# Why did you come to AT? New members only! Joined within 2022



## luckym8 (Feb 15, 2015)

Quick poll for new members! Just curious as what brought you here


----------



## CASHMONEY (Oct 12, 2006)

Nice Thread


----------



## luckym8 (Feb 15, 2015)

CASHMONEY said:


> Nice Thread


Thanks


----------



## txcountry3 (Jan 24, 2021)

Mentioned on TexasBowhunter-Seems interesting. 


Sent from my iPhone using Tapatalk


----------



## Mr. Blonde (6 mo ago)

Missed one "want to pay what I learned forward". I started lurking here years ago and learned much as a result, so decided to join and contribute.

Nice thread.


----------



## cmarti063 (11 mo ago)

As a long time hunter that was looking to get into archery, I was told by several people to buy a quality used bow a year or two old. This is the place to do that.


----------



## luckym8 (Feb 15, 2015)

Mr. Blonde said:


> Missed one "want to pay what I learned forward". I started lurking here years ago and learned much as a result, so decided to join and contribute.
> 
> Nice thread.


Totally right. Wish I knew how to add that


----------



## Rjm479 (5 mo ago)

I joined up to learn more about archery and hopefully contribute more when Im more knowledgeable.


----------



## hawgwild81 (5 mo ago)

As a beginner, I joined trying to learn as much as I can. Hopefully one day I’ll have some knowledge I can pass on. 

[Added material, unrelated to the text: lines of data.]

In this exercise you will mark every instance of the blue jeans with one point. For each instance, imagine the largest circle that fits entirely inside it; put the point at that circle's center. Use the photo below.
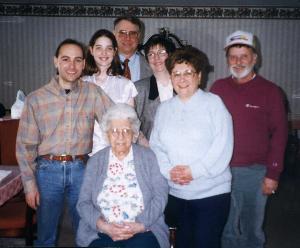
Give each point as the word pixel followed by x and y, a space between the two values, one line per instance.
pixel 247 209
pixel 200 222
pixel 140 240
pixel 55 180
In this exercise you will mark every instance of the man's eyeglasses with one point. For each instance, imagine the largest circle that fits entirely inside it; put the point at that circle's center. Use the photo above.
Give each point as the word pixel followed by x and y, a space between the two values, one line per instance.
pixel 188 74
pixel 115 132
pixel 159 53
pixel 131 34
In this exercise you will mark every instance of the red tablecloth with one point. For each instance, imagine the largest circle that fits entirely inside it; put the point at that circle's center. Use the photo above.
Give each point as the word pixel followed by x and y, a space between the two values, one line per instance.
pixel 10 185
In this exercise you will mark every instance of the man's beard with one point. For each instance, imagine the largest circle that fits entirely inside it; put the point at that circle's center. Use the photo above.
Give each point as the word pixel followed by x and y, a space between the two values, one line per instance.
pixel 245 72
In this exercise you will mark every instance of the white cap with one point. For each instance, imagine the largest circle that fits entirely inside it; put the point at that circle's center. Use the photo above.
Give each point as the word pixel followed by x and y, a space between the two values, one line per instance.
pixel 240 37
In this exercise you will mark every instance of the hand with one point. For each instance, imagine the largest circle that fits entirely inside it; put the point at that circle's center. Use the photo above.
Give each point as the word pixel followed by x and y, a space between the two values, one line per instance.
pixel 135 227
pixel 115 231
pixel 269 186
pixel 181 174
pixel 33 199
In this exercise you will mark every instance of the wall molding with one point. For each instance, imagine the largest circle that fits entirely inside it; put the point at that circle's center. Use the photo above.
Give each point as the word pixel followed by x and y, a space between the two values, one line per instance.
pixel 81 10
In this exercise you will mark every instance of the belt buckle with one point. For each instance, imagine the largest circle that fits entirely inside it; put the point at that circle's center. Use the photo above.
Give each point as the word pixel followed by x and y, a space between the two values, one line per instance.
pixel 63 156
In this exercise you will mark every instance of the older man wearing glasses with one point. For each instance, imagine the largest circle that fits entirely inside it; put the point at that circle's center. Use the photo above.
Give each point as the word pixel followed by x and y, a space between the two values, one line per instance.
pixel 128 32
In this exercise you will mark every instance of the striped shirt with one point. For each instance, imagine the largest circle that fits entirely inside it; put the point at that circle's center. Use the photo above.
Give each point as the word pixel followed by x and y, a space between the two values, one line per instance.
pixel 54 122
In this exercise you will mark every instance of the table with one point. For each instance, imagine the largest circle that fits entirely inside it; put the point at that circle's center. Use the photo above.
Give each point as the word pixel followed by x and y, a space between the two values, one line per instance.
pixel 8 134
pixel 10 185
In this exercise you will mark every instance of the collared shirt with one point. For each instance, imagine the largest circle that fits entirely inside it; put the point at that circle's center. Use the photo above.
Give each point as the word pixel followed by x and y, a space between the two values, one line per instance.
pixel 134 66
pixel 54 122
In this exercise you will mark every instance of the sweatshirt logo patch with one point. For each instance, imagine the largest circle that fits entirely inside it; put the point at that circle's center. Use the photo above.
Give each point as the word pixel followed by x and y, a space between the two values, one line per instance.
pixel 248 105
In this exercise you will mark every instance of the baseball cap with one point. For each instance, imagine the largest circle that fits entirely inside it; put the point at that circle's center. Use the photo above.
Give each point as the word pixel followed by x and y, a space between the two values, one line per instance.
pixel 240 37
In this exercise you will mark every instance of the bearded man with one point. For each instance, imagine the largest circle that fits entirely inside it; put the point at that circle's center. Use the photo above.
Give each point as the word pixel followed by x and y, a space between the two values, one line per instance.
pixel 260 136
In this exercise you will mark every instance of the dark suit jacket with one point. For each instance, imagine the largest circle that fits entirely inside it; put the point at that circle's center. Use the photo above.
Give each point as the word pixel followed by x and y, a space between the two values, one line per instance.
pixel 146 103
pixel 145 70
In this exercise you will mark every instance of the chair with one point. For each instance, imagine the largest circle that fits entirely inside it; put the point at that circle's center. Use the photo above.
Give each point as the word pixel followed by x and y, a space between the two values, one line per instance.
pixel 17 219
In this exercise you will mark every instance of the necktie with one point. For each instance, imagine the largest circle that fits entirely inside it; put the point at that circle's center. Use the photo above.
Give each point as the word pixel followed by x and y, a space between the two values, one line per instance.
pixel 126 69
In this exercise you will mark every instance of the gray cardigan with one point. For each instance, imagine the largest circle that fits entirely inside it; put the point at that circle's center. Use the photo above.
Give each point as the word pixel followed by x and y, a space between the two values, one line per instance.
pixel 153 186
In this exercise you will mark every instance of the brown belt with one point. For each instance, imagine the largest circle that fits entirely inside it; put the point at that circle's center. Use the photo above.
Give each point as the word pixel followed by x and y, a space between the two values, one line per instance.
pixel 65 158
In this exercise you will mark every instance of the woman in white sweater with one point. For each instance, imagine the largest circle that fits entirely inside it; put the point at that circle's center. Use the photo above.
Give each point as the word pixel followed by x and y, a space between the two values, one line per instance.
pixel 192 138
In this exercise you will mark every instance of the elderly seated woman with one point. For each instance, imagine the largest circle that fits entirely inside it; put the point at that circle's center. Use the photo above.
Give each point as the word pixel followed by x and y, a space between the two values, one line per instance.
pixel 123 195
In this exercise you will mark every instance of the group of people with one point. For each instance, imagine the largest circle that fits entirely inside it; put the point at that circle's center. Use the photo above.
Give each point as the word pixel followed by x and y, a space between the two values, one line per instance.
pixel 135 145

Sent from my iPhone using Tapatalk


----------



## Juffman2142 (4 mo ago)

Joined up to view others views on all aspects of bowhunting


----------



## BTJunkie (Feb 18, 2020)

Long time user BUT forgot login info and had to start over. Been shooting more over the past 11 years due to having acreage to setup a range. I've also been mentoring other veterans with anything archery (I have a DIY archery shop) one which got his first deer...and with a BOW! We're friends to this day and he often shoots at my place. Giving back and soaking anything and everything I can while I can.


----------



## Kmwestbrook94 (4 mo ago)

Just can’t get enough of it


----------



## MD Target Archer (5 mo ago)

Registered so I could ask questions in the threads I was reading. As an added bonus, the thought of saving money with used equipment is enticing too.


----------



## Finnbow (5 mo ago)

Got a second chance.

I'm trying to do it right this time.


----------



## Rbvanmeter (4 mo ago)

Learned about AT from a friend and have found a lot of helpful information since being on. I also like the community. Most everyone is willing to help in whatever way they can.


----------



## idontknow544 (Nov 1, 2014)

Mostly knowledge gathering. I'm generally a lurker style user. Signed up so I could buy used.


----------



## Earthroamer (2 mo ago)

I came to find information on equipment for people with freakishly long draw lengths lol!


----------



## kornholio (6 mo ago)

I wanted to learn about bow tuning, hunting,...I want to get ready for the coming global recession, WWIII and the zombi outbreak so I figured a compound bow would be a good thing to have.


----------



## TezBowHunter (2 mo ago)

I like the equipment reviews put out on this site! I also watch the Left Handers only classifeds


----------



## BlackDog Archery (2 mo ago)

Hi. I am new from the u.k,
i am retired, I wanted to pick peoples brains not so much through posting but reading others, wow so many different views on what is basically a stick and some string, i was more detailed in my first post on here, using the cheapest available on eBay and becoming quite proficient by putting in the hours, caring not about spine weight etc,
now thinking more after my first post, have i become an instinctive shooter ?.


----------